Selbstbau oder Montage von Parker

Nach dieser Vorauswahl zeigt die Software die möglichen Linien- oder Raumportale an, die den Anforderungen entsprechen. Nun kann der Anwender seine Anforderungen weiter verfeinern, oder seine Parametrierung ändern, falls die vom Motor oder Regler abhängige zulässige Einschaltdauer im Dreiecksbetrieb nicht seinen Wünschen entspricht. „Die Erhöhung der Einschaltdauer läßt sich unter anderem durch die Eingabe von Pausen bewerkstelligen. Wenn das passende System ermittelt ist, kann im & pos;Konfigurator& pos; der gefundene Portalroboter konfiguriert werden“, erklärt der Produkt-Manager weiter.
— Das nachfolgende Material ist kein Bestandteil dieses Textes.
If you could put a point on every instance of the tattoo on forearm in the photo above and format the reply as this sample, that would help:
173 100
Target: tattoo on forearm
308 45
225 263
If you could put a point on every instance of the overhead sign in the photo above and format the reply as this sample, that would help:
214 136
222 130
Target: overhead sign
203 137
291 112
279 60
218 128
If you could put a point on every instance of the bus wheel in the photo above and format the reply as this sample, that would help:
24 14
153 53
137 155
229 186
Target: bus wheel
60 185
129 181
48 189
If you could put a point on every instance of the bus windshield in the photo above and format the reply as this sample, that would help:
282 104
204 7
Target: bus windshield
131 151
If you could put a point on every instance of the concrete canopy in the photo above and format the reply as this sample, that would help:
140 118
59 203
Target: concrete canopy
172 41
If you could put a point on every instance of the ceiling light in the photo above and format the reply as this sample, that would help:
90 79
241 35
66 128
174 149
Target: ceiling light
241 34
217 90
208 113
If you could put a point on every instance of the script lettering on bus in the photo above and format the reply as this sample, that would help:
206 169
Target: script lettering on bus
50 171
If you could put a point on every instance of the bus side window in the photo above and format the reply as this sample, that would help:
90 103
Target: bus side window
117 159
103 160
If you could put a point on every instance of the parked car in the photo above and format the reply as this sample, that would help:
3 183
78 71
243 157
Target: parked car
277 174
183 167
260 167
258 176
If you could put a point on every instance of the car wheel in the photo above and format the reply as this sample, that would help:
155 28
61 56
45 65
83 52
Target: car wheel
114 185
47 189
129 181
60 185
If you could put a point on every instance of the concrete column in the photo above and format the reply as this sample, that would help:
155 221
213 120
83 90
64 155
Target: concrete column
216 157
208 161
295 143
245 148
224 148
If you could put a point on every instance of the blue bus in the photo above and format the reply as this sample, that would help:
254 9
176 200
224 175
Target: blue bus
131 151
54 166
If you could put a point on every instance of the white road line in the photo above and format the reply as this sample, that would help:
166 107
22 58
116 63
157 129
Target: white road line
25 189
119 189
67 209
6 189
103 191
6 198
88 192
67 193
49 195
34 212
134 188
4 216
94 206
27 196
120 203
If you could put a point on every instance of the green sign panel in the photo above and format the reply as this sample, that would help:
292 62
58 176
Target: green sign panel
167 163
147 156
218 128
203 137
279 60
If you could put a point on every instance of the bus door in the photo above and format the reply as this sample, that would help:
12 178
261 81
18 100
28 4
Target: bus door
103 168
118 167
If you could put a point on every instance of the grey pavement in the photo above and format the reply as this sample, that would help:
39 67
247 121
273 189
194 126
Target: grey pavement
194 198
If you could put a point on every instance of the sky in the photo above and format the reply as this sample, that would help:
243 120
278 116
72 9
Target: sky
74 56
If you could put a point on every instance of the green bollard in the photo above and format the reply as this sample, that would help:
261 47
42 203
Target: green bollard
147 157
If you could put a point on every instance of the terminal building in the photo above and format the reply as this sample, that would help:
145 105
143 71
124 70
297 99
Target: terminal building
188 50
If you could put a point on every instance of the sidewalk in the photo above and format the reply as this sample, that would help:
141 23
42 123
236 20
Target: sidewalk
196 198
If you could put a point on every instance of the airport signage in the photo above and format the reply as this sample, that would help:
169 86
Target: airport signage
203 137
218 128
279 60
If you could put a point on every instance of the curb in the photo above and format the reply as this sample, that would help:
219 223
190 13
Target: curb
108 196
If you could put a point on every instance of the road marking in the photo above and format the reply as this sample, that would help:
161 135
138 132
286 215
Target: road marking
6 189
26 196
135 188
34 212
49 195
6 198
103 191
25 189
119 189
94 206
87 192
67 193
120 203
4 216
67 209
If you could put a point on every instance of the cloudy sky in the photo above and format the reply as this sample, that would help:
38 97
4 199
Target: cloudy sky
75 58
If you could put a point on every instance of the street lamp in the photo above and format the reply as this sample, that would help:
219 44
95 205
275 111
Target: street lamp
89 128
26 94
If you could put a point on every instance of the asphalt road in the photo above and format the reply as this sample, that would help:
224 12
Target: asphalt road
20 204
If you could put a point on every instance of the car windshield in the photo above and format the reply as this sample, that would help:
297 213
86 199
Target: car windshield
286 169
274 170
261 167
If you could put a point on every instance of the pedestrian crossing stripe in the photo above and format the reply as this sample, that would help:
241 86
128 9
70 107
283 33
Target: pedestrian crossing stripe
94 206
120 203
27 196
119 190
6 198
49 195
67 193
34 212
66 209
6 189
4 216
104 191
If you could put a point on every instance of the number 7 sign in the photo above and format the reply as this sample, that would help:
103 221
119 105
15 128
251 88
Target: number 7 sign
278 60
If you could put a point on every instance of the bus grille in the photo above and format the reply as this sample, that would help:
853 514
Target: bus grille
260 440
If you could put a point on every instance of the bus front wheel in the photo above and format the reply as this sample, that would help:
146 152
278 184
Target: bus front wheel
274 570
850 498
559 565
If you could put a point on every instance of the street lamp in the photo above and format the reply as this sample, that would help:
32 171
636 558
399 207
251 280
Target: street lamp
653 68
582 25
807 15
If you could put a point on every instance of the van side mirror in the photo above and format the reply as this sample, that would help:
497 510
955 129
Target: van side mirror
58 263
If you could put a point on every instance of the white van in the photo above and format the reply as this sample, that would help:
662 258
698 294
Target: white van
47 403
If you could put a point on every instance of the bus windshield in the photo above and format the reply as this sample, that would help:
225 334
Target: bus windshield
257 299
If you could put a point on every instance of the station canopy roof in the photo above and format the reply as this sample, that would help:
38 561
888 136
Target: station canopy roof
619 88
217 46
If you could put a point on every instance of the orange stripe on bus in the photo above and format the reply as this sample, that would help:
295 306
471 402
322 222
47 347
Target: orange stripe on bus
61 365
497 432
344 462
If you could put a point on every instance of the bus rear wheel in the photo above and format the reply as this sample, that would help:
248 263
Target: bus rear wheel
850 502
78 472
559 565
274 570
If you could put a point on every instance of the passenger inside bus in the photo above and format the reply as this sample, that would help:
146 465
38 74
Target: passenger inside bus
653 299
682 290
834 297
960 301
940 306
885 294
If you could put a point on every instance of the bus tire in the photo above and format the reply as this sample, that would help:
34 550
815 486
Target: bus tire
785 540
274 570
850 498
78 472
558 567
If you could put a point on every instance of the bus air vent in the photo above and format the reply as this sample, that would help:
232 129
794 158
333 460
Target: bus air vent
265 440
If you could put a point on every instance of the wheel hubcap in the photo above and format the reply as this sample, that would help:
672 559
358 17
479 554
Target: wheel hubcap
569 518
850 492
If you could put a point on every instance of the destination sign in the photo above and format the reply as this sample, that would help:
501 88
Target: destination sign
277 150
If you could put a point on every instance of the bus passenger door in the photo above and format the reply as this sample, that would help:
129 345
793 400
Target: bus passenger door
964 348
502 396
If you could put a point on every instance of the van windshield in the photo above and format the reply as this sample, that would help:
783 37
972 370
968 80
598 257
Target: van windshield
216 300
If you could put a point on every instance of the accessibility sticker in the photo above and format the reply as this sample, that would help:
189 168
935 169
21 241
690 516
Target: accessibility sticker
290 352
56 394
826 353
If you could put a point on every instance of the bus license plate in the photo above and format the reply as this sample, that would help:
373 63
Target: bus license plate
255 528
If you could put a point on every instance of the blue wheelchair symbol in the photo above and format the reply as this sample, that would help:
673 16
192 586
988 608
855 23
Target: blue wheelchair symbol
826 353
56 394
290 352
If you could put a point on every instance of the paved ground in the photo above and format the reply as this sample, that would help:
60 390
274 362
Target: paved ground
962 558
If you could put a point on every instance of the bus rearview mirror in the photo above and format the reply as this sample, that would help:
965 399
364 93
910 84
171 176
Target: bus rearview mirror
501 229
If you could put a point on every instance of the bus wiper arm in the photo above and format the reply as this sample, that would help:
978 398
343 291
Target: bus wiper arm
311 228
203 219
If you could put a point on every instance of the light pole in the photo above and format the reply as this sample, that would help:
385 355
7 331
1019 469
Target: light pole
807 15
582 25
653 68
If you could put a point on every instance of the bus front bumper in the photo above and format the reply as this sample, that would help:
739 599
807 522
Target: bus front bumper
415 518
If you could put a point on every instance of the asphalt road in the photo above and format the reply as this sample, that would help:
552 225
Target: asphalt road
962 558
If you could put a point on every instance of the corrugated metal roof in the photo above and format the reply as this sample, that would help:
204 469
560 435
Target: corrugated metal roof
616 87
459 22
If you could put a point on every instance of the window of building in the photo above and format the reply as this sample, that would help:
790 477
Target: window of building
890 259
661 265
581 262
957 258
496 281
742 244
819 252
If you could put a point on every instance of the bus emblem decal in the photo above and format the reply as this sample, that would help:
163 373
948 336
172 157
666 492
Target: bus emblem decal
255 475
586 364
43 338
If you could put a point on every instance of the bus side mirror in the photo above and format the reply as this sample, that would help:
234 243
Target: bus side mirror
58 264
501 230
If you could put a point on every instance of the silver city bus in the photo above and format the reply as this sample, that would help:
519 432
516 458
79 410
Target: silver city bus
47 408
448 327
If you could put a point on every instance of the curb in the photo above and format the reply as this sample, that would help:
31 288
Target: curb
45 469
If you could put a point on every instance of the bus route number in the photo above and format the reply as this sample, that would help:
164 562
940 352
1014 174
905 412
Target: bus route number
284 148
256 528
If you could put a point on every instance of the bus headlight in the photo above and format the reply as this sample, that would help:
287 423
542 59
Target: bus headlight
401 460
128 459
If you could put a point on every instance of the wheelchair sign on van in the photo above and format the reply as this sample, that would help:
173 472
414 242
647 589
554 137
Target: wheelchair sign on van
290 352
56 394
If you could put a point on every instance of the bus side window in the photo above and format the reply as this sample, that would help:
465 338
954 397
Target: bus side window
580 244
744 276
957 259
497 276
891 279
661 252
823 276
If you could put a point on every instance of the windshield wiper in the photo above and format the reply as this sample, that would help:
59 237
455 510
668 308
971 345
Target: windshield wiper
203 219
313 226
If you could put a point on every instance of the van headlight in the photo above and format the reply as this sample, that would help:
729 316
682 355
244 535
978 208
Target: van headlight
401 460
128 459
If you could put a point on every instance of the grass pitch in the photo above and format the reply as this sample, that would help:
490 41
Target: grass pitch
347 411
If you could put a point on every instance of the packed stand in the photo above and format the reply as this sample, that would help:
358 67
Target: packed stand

Das heißt, daß der Kunde hier die Gesamtanlage, die über den Mindestumfang - Zahnriemenmodule mit angebauten Getrieben und Befestigungsmodulen - hinausgeht bestimmen kann. So kann er etwa Zusatzoptionen, die für alle Achsen wirksam werden, bestimmen. Neben Energieführungsketten, Positionsschaltern, dem Antriebspaket mit Motor, Regler (mit Bus-Optionen) und Kabelsatz, kann der Kunde sein System auf eine solide Basis in Form eines Stahl-Unterbaus in variabler Höhe stellen.

Zu guter Letzt kann der Anwender die Komponentenlisten, Einzelpreise und den Gesamtpreis seiner Bausatzlösung ermitteln. Für Greifer, Saugerplatten et cetera sind Durchführungen vorgesehen, in denen Leitungen, Schläuche und sogar Drehdurchführungen sicher verlegt werden können. Dem Bausatz liegen CAD-Zeichnungen und Dokumentation bei. Auf Wunsch, kann der Kunde die Montage und Inbetriebnahme auch von den Parker-Technikern erledigen lassen.

Aufgrund der derzeitigen wirtschaftlichen Großwetterlage dürfte man sich bei Parker sicher gute Chancen für den Roboter aus dem Baukasten ausrechnen. Nach Hannover sind wir alle schlauer.